# 02: Feature Engineering
Loads ../output/data/training_data.csv, splits into train/val/test, scales features, and saves artifacts to ../output/feature_engineering/.


from pathlib import Path
import json
import pandas as pd
from sklearn.model_selection import train_test_split
from sklearn.preprocessing import StandardScaler

# Self-contained: read input from root-level output/data folder
input_dir = Path("..") / "output" / "data"
output_dir = Path("..") / "output" / "feature_engineering"
csv_in = input_dir / "training_data.csv"

if not csv_in.exists():
    raise FileNotFoundError(f"Could not find {csv_in}. Run 01_data_generation first.")

df = pd.read_csv(csv_in)

# Separate features/target
feature_cols = [c for c in df.columns if c != "target"]
X = df[feature_cols]
y = df["target"]

# Split: first test, then val from remaining
X_temp, X_test, y_temp, y_test = train_test_split(X, y, test_size=0.2, random_state=42)
val_ratio = 0.1 / (1 - 0.2)  # val as 10% of full => relative to temp
X_train, X_val, y_train, y_val = train_test_split(X_temp, y_temp, test_size=val_ratio, random_state=42)

# Scale
scaler = StandardScaler()
X_train_s = pd.DataFrame(scaler.fit_transform(X_train), columns=feature_cols, index=X_train.index)
X_val_s = pd.DataFrame(scaler.transform(X_val), columns=feature_cols, index=X_val.index)
X_test_s = pd.DataFrame(scaler.transform(X_test), columns=feature_cols, index=X_test.index)

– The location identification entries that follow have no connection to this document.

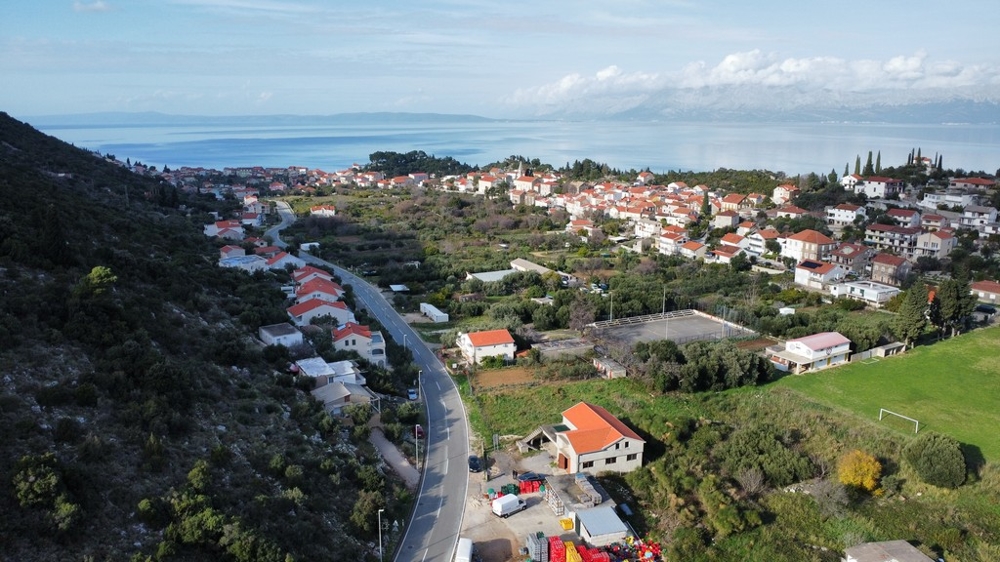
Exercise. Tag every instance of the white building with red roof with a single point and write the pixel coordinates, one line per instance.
(904, 217)
(784, 194)
(302, 314)
(323, 211)
(808, 245)
(318, 288)
(693, 250)
(844, 214)
(591, 440)
(476, 346)
(818, 351)
(308, 273)
(936, 244)
(361, 340)
(817, 274)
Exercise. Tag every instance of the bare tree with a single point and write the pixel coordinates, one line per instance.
(752, 480)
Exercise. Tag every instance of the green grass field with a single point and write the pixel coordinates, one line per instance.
(951, 387)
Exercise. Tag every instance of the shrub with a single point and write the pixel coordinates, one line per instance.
(860, 470)
(937, 459)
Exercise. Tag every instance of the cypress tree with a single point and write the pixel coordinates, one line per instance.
(869, 169)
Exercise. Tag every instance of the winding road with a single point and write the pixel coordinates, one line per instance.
(434, 528)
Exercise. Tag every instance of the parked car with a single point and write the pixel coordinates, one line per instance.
(530, 477)
(475, 464)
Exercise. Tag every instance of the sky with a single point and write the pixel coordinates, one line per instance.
(496, 59)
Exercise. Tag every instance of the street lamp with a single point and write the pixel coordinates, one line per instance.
(380, 535)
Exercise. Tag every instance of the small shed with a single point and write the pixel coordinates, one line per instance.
(432, 312)
(600, 526)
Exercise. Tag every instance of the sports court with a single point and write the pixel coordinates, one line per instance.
(680, 326)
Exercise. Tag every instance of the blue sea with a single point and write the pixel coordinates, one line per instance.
(660, 146)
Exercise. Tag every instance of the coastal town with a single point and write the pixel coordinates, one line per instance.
(868, 251)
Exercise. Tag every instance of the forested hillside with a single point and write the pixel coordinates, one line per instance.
(140, 420)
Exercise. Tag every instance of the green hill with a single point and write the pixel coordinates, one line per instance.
(140, 420)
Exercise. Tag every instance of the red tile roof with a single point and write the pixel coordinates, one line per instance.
(312, 304)
(812, 237)
(595, 428)
(491, 337)
(889, 259)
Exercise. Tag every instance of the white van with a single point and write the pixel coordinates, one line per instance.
(463, 552)
(508, 505)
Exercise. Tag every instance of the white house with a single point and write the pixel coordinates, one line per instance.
(594, 441)
(817, 351)
(693, 250)
(360, 339)
(303, 313)
(784, 194)
(844, 214)
(976, 216)
(323, 211)
(904, 217)
(318, 288)
(937, 244)
(869, 292)
(877, 187)
(280, 334)
(808, 245)
(817, 274)
(308, 273)
(477, 346)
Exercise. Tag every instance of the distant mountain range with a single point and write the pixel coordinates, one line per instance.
(711, 105)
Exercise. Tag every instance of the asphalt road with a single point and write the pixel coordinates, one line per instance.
(433, 531)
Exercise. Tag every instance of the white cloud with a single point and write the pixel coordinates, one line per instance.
(761, 75)
(98, 6)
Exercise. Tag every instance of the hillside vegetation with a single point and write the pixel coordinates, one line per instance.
(140, 420)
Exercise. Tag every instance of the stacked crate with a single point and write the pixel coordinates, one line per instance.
(557, 550)
(538, 547)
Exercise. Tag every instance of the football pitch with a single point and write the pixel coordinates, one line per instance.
(952, 387)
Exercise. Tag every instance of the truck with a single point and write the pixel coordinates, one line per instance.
(463, 552)
(507, 505)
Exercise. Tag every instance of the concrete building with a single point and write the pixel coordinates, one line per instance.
(477, 346)
(872, 294)
(591, 440)
(818, 351)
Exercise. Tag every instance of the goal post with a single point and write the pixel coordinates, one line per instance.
(882, 412)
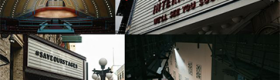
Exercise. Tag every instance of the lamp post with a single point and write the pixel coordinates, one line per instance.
(101, 74)
(11, 39)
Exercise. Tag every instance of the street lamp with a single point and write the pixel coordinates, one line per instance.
(101, 74)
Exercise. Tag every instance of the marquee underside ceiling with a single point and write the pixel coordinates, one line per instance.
(94, 8)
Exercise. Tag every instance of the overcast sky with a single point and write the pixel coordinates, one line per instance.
(94, 47)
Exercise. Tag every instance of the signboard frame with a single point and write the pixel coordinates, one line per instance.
(45, 73)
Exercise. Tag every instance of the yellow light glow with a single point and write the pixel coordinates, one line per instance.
(55, 14)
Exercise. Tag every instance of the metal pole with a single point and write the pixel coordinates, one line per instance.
(102, 75)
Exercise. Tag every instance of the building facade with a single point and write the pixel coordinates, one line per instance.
(121, 73)
(202, 17)
(41, 56)
(188, 62)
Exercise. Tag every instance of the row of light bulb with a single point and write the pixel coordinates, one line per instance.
(95, 8)
(109, 8)
(96, 77)
(25, 6)
(2, 5)
(206, 29)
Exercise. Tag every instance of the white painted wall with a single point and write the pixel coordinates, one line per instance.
(190, 53)
(51, 66)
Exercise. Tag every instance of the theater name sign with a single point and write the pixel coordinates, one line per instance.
(186, 7)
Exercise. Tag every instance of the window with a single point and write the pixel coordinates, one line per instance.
(174, 75)
(180, 77)
(170, 59)
(190, 68)
(198, 71)
(186, 78)
(123, 74)
(176, 65)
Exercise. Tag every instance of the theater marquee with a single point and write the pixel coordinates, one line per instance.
(153, 15)
(47, 58)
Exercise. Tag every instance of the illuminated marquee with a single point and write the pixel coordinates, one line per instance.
(165, 4)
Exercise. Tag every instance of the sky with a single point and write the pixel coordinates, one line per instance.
(95, 47)
(118, 18)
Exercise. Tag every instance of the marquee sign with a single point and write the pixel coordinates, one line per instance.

# Save artifacts to root-level output/feature_engineering folder (CSV only)
output_dir.mkdir(parents=True, exist_ok=True)

def _save_df(df_out: pd.DataFrame, base: str):
    csv = output_dir / f"{base}.csv"
    df_out.to_csv(csv, index=False)
    return str(csv)

p_train = _save_df(pd.concat([X_train_s, y_train], axis=1), "train")
p_val = _save_df(pd.concat([X_val_s, y_val], axis=1), "val")
p_test = _save_df(pd.concat([X_test_s, y_test], axis=1), "test")

with open(output_dir / "feature_names.json", "w") as f:
    json.dump(feature_cols, f)

print("Saved artifacts:")
print(" -", p_train)
print(" -", p_val)
print(" -", p_test)
print(" -", output_dir / "feature_names.json")